Now that the resources shoe has dropped on the sharemarket,
get set for the property leg to drop before the investment cycle
seriously starts to turn.
It's all about letting the investment cycle play itself out and
understanding where we are in that cycle at any given time.
A few months ago industrial stocks were being hammered but the
overall impact was cushioned by strong resource shares. Commodity
prices were holding up because of the supposed strong future
economic growth in China.
Many investment experts were still preaching the China story as
the reason why Australia would be immune from the US credit crunch.
At the time I explained that this rationale was fundamentally
flawed because simple logic says if China's biggest customer slows
then China will follow.
If US consumers stop spending at big retailers like Walmart,
Walmart in turn will not order as much from their Chinese
manufacturers, who won't need to buy as much steel from their
Chinese steelmaker, who won't buy as much coal or iron ore from
their Australian miners - and certainly not at the boom prices of
previous years.
It just makes sense.
Last week that message started to hit home to investors as
commodity prices dipped and resource shares followed. It had to
happen and is a natural part of the cycle.
It's the same with the property market.
Hopefully nothing here will be as bad as the property market in
the US, where 3 million properties have been repossessed and there
are predictions of another 1 million to come.
The key Standard & Poor's/Case-Shiller housing index of the
top 20 US cities came out last week and the results were ugly.
Home prices had their biggest annual drop in July. Average home
prices were down 16.3 per cent for the year and more than 20 per
cent since their peak in July 2006.
Las Vegas home prices were down 30 per cent, Phoenix by 29 per
cent and Miami by 28 per cent. Almost one-third of US households
will have negative equity in their homes by the end of the
year.
It is very unlikely the Australian residential property market
will plunge by anywhere near as much as in the US because we
haven't been through a huge construction boom, borrowers haven't
leveraged themselves to quite the same extent and we have strong
immigration to underpin demand.
But - and it is a big but - the tightening of bank finance will
have an impact on residential property values. Again, it makes
sense. It is simple investment fundamentals.

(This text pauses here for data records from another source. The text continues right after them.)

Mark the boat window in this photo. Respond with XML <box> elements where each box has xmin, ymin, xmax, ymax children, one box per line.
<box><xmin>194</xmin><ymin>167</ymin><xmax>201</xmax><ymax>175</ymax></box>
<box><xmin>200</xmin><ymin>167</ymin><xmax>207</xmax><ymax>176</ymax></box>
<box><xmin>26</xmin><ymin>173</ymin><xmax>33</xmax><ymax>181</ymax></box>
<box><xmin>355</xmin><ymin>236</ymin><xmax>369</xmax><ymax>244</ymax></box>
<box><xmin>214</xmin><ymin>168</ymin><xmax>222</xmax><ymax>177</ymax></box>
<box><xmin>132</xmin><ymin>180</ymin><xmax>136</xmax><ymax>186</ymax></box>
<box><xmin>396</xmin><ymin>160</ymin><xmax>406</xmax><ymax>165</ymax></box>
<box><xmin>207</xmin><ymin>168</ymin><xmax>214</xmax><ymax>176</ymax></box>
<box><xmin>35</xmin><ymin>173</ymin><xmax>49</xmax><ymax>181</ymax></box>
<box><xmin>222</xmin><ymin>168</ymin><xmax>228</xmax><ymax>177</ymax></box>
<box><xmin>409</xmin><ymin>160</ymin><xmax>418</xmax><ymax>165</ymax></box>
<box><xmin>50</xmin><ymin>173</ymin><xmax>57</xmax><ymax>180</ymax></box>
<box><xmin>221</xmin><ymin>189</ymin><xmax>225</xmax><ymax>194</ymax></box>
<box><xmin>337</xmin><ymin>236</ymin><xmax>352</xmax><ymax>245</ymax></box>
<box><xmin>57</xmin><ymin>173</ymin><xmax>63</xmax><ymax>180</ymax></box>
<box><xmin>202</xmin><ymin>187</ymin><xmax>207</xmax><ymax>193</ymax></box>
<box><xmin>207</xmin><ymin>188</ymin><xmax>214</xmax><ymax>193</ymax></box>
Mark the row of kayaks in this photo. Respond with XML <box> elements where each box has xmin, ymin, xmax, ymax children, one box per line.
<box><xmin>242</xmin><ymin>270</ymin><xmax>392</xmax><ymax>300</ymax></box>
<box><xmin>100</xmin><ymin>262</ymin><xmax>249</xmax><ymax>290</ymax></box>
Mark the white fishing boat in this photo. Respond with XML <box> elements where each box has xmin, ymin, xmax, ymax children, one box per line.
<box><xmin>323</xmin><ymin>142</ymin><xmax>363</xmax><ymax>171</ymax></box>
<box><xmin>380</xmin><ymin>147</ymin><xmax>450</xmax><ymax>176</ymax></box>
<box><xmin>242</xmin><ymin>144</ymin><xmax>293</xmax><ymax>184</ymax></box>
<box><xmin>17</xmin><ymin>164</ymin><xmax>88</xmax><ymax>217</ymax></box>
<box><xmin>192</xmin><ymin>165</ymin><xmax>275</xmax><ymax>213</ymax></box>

The banks are already starting to ration credit, making it more
difficult for people to borrow. The banks are lifting their
standards. We're starting to see the old-fashioned request for a 25
per cent deposit on a home loan and demands that mortgage
repayments be less than 30 per cent of the borrower's income.
Tightening the criteria for home loans means fewer borrowers
will be eligible.
There will be fewer potential buyers and less competition in the
market.
On the other side of the coin, because of the fall in the
sharemarket, more existing homeowners will be under pressure from
their banks to boost the level of security behind their loans and
may even be asked to sell their properties.

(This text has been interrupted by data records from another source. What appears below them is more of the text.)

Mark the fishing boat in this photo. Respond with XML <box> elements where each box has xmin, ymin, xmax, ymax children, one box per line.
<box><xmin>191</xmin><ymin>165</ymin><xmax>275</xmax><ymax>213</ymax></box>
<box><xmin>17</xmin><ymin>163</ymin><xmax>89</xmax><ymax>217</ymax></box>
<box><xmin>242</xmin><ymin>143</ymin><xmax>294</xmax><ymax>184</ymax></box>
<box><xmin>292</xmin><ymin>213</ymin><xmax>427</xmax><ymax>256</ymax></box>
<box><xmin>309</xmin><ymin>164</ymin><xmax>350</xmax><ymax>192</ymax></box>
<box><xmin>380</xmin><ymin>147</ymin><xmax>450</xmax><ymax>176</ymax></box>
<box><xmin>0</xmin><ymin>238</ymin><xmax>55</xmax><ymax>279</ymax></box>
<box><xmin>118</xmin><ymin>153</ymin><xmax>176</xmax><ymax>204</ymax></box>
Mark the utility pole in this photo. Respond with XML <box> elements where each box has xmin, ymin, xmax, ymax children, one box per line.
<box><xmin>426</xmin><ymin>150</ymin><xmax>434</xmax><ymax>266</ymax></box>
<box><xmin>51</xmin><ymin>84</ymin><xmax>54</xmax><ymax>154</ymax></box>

Fewer bidders combined with more homes on the market equals a
softening of prices. That is all ahead of us.
At the top end of the market, the tightening of finance is
already starting.
I met a mate at the AFL Grand Final last weekend who is a
director of a property company. They were refinancing a $235
million CBD commercial property and were after $100 million. Yep,
borrow $100 million on a $235 million security.
On the surface it seemed a no-brainer but the bank came back and
agreed to a maximum of $50 million. Thankfully they negotiated with
another financier for the other $50 million but he said a year ago
the first would have offered $150 million.
It is an insight into what's to come.
Just as we had to go through the resources leg of the cycle, be
prepared for the property phase as well.